Shipwrecks of the California coastShips built in San Francisco
3 min read

The waters off Lands End have swallowed ships for as long as ships have sailed through the Golden Gate. The SS Lyman Stewart, a steam tanker built in 1914 by the Union Iron Works Company of San Francisco for the Union Oil Company of California, joined that underwater graveyard when she wrecked off the rocky western shore of San Francisco. Named after Lyman Stewart, the president and co-founder of Union Oil, the vessel had spent her working years hauling petroleum products along the West Coast. Her wreck became one of the most visited dive sites in the Bay Area and a reminder that the same coastline tourists photograph from the Cliff House has been claiming vessels for centuries.

Built to Carry Oil

The Lyman Stewart was constructed at the Union Iron Works shipyard in San Francisco's Potrero Point neighborhood, one of the most productive shipyards on the West Coast. Union Iron Works had built warships for the Navy and commercial vessels for the Pacific trade since the 1880s. The tanker was designed to transport oil and petroleum products between ports along the western coast of the United States and Canada, serving the rapidly growing demand for fuel in the early automobile age. Union Oil Company, founded in 1890, was expanding aggressively to supply the California market. The Lyman Stewart was a workhorse vessel, not glamorous but essential to the infrastructure of a petroleum-dependent economy.

The Treacherous Shore

The coastline off Lands End and the entrance to the Golden Gate is one of the most dangerous stretches of water on the Pacific Coast.
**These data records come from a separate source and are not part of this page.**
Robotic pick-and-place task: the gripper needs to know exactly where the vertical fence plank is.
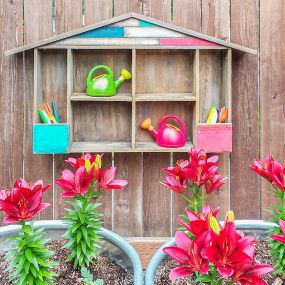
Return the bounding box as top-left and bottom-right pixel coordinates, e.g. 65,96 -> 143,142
114,0 -> 143,16
55,0 -> 82,34
24,0 -> 53,219
0,0 -> 24,219
113,153 -> 143,236
202,0 -> 230,40
260,0 -> 285,218
231,0 -> 260,219
200,0 -> 230,216
52,0 -> 83,219
24,0 -> 53,44
143,0 -> 171,22
84,0 -> 113,26
173,0 -> 201,32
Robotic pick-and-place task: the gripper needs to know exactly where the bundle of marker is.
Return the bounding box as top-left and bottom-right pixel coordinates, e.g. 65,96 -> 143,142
38,101 -> 60,124
207,106 -> 228,124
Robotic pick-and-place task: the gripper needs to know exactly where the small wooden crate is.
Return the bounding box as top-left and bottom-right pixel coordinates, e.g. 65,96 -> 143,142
33,124 -> 69,154
197,124 -> 232,153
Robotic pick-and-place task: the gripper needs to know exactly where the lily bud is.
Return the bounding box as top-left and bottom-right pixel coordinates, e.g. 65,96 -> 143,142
210,217 -> 220,235
226,211 -> 235,223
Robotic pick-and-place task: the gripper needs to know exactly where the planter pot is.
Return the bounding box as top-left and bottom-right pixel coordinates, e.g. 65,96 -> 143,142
145,220 -> 275,285
0,220 -> 143,285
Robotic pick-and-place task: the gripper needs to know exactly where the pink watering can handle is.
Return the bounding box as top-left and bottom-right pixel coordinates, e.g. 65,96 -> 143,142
159,115 -> 186,135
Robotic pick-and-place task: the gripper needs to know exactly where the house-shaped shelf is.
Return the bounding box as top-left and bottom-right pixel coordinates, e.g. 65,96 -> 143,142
6,13 -> 257,153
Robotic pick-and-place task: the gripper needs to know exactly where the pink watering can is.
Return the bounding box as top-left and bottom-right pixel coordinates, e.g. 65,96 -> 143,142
141,115 -> 186,148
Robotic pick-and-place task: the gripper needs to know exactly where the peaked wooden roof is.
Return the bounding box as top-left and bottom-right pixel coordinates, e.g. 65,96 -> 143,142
5,12 -> 257,56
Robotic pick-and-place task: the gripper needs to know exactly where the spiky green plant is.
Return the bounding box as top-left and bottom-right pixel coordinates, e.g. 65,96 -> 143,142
64,183 -> 102,268
7,222 -> 57,285
81,267 -> 104,285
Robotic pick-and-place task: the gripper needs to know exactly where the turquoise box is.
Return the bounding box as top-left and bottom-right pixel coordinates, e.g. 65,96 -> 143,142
33,124 -> 69,154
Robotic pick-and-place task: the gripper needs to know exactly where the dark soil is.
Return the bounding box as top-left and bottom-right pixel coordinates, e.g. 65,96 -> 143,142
0,240 -> 133,285
155,241 -> 285,285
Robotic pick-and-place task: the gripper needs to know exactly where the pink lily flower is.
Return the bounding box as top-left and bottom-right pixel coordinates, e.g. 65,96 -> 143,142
99,166 -> 128,190
55,166 -> 90,198
160,175 -> 187,194
163,231 -> 209,280
178,205 -> 220,236
271,220 -> 285,244
232,264 -> 274,285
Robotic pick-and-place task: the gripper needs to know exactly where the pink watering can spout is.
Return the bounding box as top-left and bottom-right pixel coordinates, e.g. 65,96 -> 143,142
141,115 -> 186,148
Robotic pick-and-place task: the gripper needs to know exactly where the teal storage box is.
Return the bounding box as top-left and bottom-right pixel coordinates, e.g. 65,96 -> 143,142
33,124 -> 69,154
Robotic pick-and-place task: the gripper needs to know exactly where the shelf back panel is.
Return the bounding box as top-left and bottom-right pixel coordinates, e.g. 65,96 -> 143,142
74,50 -> 132,93
72,102 -> 132,142
136,102 -> 195,142
136,50 -> 193,93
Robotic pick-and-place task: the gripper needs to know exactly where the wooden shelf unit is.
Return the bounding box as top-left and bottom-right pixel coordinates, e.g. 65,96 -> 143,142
34,48 -> 231,153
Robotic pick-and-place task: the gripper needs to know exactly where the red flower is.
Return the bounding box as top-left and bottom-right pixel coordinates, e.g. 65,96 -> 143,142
161,175 -> 187,194
99,166 -> 128,190
205,173 -> 227,194
201,218 -> 254,277
271,161 -> 285,191
271,217 -> 285,244
0,178 -> 51,224
249,155 -> 274,182
232,264 -> 274,285
65,153 -> 101,169
163,231 -> 209,280
178,205 -> 219,236
55,166 -> 91,198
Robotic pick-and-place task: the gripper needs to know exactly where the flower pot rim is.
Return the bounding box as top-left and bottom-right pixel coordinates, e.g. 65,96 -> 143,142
0,220 -> 143,285
145,220 -> 276,285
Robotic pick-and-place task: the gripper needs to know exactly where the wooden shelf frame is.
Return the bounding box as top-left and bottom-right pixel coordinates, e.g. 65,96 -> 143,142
34,47 -> 232,152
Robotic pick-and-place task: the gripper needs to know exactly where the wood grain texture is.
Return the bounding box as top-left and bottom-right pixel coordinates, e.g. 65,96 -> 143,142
84,0 -> 113,26
201,0 -> 230,42
0,1 -> 24,200
23,0 -> 53,44
52,0 -> 83,219
136,50 -> 193,93
74,50 -> 132,93
114,0 -> 143,16
231,0 -> 260,219
260,0 -> 285,218
136,102 -> 195,142
23,0 -> 53,219
143,153 -> 171,236
72,102 -> 132,142
55,0 -> 83,34
113,153 -> 143,236
173,0 -> 202,32
143,0 -> 171,22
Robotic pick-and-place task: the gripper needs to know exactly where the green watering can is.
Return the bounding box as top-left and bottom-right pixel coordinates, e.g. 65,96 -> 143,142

Strong currents, dense fog, submerged rocks, and unpredictable swells have claimed dozens of vessels over the centuries. The remains of the Lyman Stewart lie among these wrecks, in waters that are cold, murky, and frequently swept by powerful currents. Seal Rocks, the Sutro Baths ruins, and the Cliff House mark the shore above. Below the surface, the tanker's steel hull has become an artificial reef, colonized by marine life and explored by divers willing to brave the challenging conditions.

An Underwater Museum

Shipwrecks off Lands End and Ocean Beach form an informal underwater museum of San Francisco's maritime history. The Lyman Stewart is one of the more accessible wrecks, though conditions vary dramatically with tides and weather. Her remains join those of other vessels lost to the same stretch of coast, each one a chapter in the story of a city built on maritime commerce. The Union Iron Works that built her, the oil company that operated her, and the rocky shore that claimed her all represent different facets of San Francisco's relationship with the sea: industry, ambition, and the ocean's ultimate indifference to both.

From the Air

The SS Lyman Stewart wreck site is at approximately 37.78N, -122.52W, offshore from Lands End at the northwestern tip of San Francisco. The wreck is submerged and not visible from the air, but the rocky coastline where she went down is clearly visible -- marked by the Cliff House, Seal Rocks, and the Sutro Baths ruins. Nearest airports: KSFO 14nm south, KOAK 13nm east.